En ce qui concerne la commercialisation auprès des enfants, honnêtement, je ne connais pas vraiment de solution claire et absolue. L'ACM a bien un code qui dit que, si vous devez recueillir de l'information auprès des moins de 13 ans, il faut le consentement d'un parent. Je pense que ce qui est difficile, c'est d'adopter des mesures législatives à ce sujet — et je ne sais pas si cela a été abordé au cours des discussions à Washington, mais les États-Unis l'ont fait. Ils ont adopté une loi sur la protection de la vie privée des enfants en ligne, et elle a eu des bien des conséquences vraiment très bizarres et non voulues.
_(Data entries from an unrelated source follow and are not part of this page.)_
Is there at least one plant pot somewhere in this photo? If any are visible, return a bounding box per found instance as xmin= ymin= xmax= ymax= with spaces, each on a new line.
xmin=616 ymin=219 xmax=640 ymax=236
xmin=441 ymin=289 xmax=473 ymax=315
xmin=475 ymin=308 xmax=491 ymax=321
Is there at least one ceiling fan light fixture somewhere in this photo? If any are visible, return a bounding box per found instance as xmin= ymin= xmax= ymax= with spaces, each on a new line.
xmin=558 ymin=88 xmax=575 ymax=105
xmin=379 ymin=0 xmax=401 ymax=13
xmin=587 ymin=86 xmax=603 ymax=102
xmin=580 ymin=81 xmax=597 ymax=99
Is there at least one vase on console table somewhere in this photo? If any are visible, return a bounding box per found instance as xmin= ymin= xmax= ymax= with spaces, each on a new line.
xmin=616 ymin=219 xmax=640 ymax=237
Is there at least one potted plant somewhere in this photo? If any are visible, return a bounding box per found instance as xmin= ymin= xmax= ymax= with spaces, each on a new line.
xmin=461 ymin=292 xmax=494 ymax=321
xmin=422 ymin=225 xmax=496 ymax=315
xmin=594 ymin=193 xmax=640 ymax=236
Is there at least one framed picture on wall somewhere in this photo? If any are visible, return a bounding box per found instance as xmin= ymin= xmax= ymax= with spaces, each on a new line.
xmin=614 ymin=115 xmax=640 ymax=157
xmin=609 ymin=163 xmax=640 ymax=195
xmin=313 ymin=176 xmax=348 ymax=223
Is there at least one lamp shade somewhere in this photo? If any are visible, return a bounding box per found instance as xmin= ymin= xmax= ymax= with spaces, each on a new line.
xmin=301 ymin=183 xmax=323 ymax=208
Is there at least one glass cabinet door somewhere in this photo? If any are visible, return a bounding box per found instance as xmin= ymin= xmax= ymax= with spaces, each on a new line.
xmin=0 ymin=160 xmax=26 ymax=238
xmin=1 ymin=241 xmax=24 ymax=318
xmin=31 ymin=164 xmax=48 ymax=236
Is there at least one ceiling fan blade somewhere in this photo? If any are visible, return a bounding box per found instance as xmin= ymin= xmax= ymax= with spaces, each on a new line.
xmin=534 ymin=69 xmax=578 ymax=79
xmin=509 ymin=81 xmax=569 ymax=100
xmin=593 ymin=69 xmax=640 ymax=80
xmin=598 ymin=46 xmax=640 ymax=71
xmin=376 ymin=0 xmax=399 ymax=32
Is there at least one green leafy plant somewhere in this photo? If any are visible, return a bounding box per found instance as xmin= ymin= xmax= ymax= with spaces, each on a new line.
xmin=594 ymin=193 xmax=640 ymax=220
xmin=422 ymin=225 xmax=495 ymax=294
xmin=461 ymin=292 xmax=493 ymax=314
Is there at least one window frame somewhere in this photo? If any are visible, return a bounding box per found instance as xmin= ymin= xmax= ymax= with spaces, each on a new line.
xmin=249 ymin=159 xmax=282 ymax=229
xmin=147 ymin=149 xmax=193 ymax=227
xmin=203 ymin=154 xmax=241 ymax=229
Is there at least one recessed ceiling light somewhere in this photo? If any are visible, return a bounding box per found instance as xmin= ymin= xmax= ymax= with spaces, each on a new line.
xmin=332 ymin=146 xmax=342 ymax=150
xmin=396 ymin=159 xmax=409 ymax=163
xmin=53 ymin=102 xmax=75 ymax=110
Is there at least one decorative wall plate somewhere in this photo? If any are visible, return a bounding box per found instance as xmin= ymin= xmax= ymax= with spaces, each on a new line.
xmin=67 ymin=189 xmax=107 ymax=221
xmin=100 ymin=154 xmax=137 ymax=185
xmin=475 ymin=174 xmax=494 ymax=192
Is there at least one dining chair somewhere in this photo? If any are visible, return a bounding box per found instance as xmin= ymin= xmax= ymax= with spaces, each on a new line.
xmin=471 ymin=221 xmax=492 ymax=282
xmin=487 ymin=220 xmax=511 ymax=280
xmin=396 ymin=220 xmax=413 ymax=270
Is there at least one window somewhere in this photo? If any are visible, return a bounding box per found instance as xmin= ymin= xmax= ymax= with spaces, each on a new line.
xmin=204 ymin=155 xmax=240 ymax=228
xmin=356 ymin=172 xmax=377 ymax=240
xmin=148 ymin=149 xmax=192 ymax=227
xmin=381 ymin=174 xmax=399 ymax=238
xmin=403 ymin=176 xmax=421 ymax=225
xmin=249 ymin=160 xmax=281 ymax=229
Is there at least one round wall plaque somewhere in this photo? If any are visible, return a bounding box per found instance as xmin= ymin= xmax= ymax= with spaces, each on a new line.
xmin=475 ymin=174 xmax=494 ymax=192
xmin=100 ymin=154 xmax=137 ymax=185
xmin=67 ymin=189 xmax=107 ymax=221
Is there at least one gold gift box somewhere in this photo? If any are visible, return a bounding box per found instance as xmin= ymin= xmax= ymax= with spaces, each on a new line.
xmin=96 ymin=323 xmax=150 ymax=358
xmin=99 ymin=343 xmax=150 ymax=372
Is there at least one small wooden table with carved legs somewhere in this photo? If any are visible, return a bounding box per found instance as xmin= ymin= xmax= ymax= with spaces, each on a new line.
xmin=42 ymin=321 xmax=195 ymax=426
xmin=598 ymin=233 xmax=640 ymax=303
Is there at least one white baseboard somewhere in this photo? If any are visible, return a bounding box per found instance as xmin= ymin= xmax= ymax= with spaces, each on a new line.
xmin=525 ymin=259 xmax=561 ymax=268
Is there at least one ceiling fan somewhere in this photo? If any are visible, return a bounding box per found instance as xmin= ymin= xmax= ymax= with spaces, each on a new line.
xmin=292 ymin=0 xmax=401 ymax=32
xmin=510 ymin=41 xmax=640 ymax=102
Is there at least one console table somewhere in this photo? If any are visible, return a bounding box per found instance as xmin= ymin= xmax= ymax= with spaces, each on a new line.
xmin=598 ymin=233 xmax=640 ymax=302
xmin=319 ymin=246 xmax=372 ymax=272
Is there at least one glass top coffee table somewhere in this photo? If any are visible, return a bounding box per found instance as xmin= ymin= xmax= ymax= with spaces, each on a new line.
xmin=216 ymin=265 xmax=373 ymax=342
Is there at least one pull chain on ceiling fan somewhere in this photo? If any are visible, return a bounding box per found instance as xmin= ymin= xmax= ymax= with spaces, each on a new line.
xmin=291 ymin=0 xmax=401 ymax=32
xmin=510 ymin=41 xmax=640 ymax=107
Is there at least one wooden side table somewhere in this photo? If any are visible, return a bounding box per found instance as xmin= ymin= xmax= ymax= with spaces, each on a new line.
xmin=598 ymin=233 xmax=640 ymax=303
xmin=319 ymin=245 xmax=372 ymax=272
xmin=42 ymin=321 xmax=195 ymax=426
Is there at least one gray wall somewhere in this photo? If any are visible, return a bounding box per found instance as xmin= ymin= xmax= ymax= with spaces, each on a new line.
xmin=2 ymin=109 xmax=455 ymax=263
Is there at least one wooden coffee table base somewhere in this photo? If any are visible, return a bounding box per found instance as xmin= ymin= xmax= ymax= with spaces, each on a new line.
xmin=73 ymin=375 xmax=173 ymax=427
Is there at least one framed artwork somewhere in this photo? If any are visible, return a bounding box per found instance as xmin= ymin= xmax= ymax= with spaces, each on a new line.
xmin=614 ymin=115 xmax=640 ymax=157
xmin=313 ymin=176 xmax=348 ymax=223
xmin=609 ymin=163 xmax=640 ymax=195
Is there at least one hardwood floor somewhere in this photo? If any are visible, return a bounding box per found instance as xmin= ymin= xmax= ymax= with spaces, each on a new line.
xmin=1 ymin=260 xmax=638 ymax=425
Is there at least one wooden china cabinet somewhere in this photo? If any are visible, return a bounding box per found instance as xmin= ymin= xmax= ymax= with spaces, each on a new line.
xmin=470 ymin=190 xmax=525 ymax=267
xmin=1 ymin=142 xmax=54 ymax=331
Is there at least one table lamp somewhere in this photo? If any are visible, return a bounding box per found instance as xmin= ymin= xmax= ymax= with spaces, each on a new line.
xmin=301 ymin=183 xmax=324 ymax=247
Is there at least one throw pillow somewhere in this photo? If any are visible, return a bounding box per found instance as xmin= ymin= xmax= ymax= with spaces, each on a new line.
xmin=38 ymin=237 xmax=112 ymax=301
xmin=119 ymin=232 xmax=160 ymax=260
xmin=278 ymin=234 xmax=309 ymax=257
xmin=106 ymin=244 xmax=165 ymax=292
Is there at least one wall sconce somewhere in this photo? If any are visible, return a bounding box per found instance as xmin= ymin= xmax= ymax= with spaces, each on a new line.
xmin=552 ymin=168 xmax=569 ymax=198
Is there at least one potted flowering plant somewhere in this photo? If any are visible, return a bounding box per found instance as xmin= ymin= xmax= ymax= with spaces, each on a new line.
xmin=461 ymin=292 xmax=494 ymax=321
Entre autres, bien des sites ont indiqué que, puisque les règles sont si difficiles à respecter, ils interdisent tout simplement l'accès aux moins de 13 ans. Plutôt que d'adopter une démarche qui aurait comporté des mesures de protection de la vie privée convenant à ce groupe d'âge, de sorte que les enfants puissent profiter de certains de ces réseaux sociaux, ils ont exclu les enfants complètement, ce qui fait que les enfants doivent mentir, ou obtenir que leurs parents mentent pour eux. Il y a eu divers problèmes. Notamment, quand ils obtenaient le consentement parental, ils exigeaient une forme d'identification, la plupart du temps un numéro de carte de crédit, ce qui fait qu'ils recueillaient de l'information personnelle encore plus sensible simplement pour vérifier le consentement.
Je pense que c'est là l'approche. Le principe est déjà là, dans la législation relative à la protection de la vie privée: il faut la connaissance et le consentement. Je crois qu'elle est déjà assez flexible et qu'elle reconnaît qu'il faut appliquer une norme différente quand on s'adresse à des enfants.